Planting and managing riverside vegetation is crucial in river engineering and preserving wetland ecosystems. SEI scientist Romina Díaz-Gómez, in collaboration with other researchers from University of California, Davis, evaluated the use of different modelling approaches in predicting cottonwood recruitment in this publication, and the implications for river ecology and conservation.
River ecosystems have been declining in regions of western North America due to prioritizing human water needs and infrastructural development. Coupled with the effects of worsening climate change and environmental disturbances, these river ecosystems are expected to further decline with time.
Cottonwood (Populus) is the most common riverside plant in western North America and are crucial to the health of river ecosystems. SEI and University of California, Davis researchers investigated the use of predictive modelling approaches to predict the growth of cottonwood around the Yuba River in the state of California. To do so, the team tested two different approaches: a deterministic and statistical approach. The deterministic approach was a spatial distribution algorithm using expert-estimated values for cottonwood growth, mirroring common practices in managing replanting efforts.
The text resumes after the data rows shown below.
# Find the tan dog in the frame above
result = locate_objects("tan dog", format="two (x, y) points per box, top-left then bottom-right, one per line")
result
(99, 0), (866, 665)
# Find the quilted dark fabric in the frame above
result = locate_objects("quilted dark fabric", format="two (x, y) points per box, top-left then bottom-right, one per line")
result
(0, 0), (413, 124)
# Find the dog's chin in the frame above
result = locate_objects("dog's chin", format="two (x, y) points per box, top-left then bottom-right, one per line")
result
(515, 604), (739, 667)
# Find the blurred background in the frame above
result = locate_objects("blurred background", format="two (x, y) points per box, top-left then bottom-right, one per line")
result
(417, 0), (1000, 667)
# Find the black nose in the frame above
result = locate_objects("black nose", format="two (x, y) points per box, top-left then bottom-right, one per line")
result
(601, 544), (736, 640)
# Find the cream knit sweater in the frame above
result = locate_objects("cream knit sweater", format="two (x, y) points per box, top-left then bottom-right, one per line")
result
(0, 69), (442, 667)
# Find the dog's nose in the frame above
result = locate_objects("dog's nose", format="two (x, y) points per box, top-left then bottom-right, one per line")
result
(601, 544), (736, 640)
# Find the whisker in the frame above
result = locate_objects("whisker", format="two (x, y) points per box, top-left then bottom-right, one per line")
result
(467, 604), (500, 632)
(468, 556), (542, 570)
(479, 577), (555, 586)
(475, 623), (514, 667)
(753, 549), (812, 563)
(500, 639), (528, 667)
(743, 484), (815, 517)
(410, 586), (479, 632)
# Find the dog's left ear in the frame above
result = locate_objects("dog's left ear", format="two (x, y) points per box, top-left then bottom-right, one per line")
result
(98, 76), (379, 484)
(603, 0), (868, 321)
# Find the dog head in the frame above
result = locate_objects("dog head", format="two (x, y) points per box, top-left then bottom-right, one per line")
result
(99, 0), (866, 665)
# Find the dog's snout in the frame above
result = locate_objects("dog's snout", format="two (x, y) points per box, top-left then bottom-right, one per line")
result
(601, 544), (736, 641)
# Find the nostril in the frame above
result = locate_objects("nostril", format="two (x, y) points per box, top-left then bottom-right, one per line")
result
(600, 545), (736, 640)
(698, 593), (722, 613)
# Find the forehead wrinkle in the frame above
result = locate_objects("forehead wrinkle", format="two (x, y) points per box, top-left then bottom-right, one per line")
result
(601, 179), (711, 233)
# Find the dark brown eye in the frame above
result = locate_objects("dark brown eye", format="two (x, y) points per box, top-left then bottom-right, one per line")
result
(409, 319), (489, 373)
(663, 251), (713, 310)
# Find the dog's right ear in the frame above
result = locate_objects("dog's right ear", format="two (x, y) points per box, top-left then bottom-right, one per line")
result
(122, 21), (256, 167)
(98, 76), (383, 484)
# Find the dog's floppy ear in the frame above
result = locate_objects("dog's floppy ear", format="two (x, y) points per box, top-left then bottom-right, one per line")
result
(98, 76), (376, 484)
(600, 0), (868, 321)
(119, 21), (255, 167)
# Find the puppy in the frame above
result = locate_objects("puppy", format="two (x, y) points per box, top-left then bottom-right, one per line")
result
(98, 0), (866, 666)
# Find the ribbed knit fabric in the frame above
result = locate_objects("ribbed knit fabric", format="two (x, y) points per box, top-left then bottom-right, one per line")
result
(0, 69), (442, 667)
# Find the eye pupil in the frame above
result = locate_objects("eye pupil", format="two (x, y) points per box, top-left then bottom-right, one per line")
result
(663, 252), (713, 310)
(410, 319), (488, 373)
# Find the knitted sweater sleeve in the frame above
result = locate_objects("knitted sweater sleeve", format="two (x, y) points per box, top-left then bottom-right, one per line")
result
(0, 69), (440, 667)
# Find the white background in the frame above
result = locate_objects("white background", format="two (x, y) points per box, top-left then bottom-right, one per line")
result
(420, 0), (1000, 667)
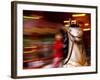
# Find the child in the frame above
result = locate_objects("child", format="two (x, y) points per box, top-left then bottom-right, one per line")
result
(53, 33), (64, 68)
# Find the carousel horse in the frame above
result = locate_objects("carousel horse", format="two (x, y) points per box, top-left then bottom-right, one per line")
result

On the other hand, the statistical approach was a random forest machine learning algorithm trained on observations of cottonwood distribution in 2022.
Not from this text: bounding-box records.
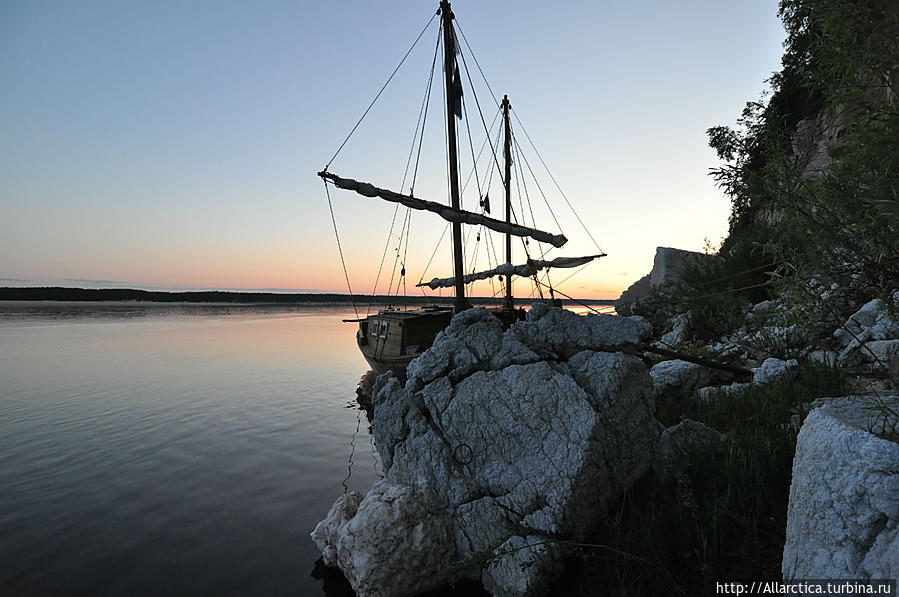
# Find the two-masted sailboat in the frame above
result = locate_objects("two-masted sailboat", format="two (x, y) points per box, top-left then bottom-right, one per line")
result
(318, 0), (605, 376)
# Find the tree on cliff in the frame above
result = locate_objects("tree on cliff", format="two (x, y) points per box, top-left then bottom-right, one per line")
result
(708, 0), (899, 292)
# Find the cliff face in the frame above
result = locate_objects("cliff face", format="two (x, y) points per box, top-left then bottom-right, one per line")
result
(313, 305), (659, 596)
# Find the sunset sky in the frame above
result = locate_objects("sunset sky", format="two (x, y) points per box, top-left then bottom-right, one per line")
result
(0, 0), (784, 298)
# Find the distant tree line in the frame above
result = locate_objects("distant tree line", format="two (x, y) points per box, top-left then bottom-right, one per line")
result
(0, 286), (613, 305)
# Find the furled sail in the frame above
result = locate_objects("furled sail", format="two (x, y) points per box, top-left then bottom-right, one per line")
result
(416, 253), (605, 290)
(318, 171), (575, 248)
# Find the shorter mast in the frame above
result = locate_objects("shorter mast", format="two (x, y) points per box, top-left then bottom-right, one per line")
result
(440, 0), (470, 313)
(503, 95), (513, 310)
(318, 170), (568, 247)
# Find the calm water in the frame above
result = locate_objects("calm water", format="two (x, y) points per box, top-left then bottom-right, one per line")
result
(0, 303), (379, 596)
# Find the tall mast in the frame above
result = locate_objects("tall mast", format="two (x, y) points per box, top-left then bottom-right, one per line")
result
(503, 95), (512, 309)
(440, 0), (468, 313)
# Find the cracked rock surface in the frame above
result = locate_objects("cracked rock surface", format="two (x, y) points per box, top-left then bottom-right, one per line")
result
(782, 396), (899, 579)
(312, 305), (658, 596)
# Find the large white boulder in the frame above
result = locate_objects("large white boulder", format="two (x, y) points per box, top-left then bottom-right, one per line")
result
(312, 480), (455, 597)
(649, 359), (711, 397)
(320, 306), (658, 597)
(783, 396), (899, 579)
(752, 357), (799, 385)
(833, 299), (899, 347)
(615, 247), (715, 313)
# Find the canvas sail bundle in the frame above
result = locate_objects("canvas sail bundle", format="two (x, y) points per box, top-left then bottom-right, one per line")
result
(318, 171), (571, 248)
(416, 254), (605, 290)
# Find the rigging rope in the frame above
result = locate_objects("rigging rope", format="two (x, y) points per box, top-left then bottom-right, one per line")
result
(322, 179), (359, 319)
(512, 110), (605, 253)
(400, 27), (443, 195)
(324, 11), (439, 170)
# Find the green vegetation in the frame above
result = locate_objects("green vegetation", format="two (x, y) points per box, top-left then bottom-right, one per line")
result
(554, 364), (845, 596)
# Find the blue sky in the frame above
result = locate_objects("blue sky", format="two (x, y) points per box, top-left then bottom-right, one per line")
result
(0, 0), (783, 297)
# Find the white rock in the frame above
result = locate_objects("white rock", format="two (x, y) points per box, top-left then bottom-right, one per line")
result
(661, 313), (690, 346)
(483, 535), (562, 597)
(782, 396), (899, 579)
(649, 247), (714, 289)
(833, 299), (899, 347)
(696, 382), (752, 400)
(364, 308), (658, 595)
(313, 480), (455, 597)
(652, 419), (722, 483)
(859, 340), (899, 367)
(808, 350), (839, 367)
(750, 301), (774, 315)
(649, 360), (711, 397)
(615, 274), (652, 313)
(752, 357), (799, 385)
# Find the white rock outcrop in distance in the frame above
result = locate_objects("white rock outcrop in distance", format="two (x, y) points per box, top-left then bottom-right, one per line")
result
(312, 480), (455, 597)
(615, 247), (714, 312)
(782, 396), (899, 579)
(312, 305), (658, 597)
(752, 357), (799, 385)
(652, 419), (723, 483)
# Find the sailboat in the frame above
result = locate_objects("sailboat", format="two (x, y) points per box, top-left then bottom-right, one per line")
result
(318, 0), (606, 378)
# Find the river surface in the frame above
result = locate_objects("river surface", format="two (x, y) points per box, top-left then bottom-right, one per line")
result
(0, 303), (380, 596)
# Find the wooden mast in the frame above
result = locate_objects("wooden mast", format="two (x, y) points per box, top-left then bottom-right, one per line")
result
(503, 95), (513, 310)
(440, 0), (469, 313)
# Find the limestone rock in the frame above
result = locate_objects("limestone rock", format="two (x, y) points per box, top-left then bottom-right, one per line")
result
(313, 481), (455, 597)
(752, 357), (799, 385)
(404, 303), (652, 393)
(615, 274), (652, 314)
(652, 419), (722, 483)
(782, 396), (899, 579)
(366, 307), (658, 595)
(311, 491), (362, 566)
(649, 360), (711, 397)
(615, 247), (715, 313)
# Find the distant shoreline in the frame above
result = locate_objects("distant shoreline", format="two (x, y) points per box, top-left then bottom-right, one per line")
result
(0, 286), (615, 305)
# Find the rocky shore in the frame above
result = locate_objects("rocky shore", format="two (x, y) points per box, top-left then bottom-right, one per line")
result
(312, 248), (899, 597)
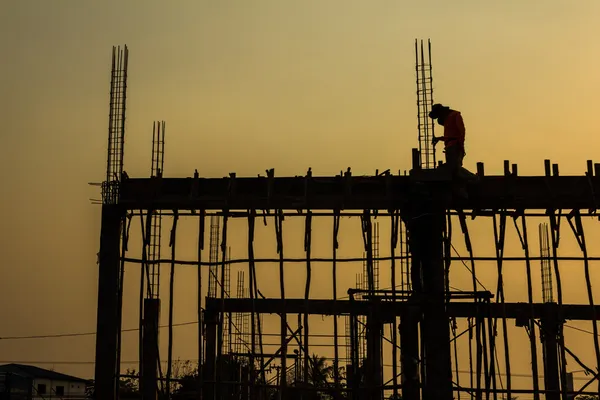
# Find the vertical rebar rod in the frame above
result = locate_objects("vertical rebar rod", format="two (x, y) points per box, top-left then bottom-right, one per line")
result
(216, 210), (229, 399)
(427, 39), (436, 166)
(421, 40), (428, 168)
(304, 210), (312, 385)
(390, 210), (400, 399)
(248, 210), (256, 400)
(166, 210), (179, 398)
(548, 210), (567, 400)
(332, 210), (340, 390)
(513, 213), (540, 400)
(198, 210), (206, 393)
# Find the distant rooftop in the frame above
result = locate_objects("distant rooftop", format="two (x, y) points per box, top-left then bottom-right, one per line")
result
(0, 364), (88, 382)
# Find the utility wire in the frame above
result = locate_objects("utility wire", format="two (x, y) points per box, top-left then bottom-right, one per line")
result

While the deterministic approach was informative but ultimately inaccurate, the statistical approach was 87% accurate in predicting cottonwood growth. The model also found that the most important variables for cottonwood growth were local variations in elevation and proximity to water channels. Generally, topological variables were much more significant in predicting cottonwood growth than hydrophysical variables. To maximize cost efficiency and project success, the team recommends using both deterministic and statistical models to plan revegetation efforts in river conservation.